L’emploi américain surprend à la hausse, les taux rebondissent

L’économie américaine a continué de créer des emplois à un rythme soutenu et nettement supérieur aux attentes en septembre, permettant au taux de chômage de se maintenir à un plus bas depuis plusieurs décennies.
Le département du Travail (US Bureau of Labor Statistics, BLS) a annoncé vendredi que les Etats-Unis avaient créé 336.000 emplois non agricoles (NFP) le mois dernier, après 227.000 en août, en données révisées fortement à la hausse (+40.000), selon l’enquête auprès des entreprises. Le taux de chômage s’est établi à 3,8%, soit au même niveau qu’en août, selon l’enquête auprès des ménages.

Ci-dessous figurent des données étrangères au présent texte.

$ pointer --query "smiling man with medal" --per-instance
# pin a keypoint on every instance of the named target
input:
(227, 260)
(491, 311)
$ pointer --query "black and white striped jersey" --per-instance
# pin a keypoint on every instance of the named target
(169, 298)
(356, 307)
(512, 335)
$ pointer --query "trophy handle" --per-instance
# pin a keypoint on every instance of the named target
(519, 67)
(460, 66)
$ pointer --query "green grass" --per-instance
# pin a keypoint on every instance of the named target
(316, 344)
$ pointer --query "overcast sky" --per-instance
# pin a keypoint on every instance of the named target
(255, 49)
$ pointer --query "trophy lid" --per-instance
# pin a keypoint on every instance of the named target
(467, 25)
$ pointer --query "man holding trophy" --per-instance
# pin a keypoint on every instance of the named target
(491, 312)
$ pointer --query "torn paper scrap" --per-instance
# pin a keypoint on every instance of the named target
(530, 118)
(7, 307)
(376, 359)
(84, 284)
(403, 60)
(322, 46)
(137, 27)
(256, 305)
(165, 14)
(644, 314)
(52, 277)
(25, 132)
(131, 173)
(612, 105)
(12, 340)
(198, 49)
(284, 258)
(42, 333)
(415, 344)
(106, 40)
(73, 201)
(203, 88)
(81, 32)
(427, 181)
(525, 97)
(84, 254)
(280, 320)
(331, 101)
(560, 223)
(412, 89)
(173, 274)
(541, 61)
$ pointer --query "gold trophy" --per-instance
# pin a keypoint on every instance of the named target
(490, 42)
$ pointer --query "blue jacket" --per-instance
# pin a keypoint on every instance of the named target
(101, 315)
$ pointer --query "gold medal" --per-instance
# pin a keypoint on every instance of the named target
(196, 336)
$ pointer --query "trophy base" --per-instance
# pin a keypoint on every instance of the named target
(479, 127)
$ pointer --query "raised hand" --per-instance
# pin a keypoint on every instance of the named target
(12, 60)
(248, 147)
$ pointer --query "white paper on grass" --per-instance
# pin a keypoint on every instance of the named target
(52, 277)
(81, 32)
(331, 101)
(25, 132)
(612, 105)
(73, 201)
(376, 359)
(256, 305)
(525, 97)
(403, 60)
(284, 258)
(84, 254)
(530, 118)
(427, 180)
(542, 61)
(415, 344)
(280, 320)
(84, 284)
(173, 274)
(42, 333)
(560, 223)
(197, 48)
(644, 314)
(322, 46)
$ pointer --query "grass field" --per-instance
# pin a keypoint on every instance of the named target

Les économistes sondés par le Wall Street Journal s’attendaient au contraire à ce que les créations de postes se maintiennent sous les 200.000 pour un quatrième mois consécutif - du jamais vu outre-Atlantique depuis 2018 - et tablaient en moyenne sur 170.000 embauches nettes en septembre, pour 3,7% de chômage.
Les emplois non agricoles de juillet ont aussi été révisés en hausse à 236.000 créations (+79.000), le BLS ayant pris la mauvaise habitude de réviser chaque mois depuis janvier les chiffres de plusieurs mois précédents - plutôt en baisse avant l’été.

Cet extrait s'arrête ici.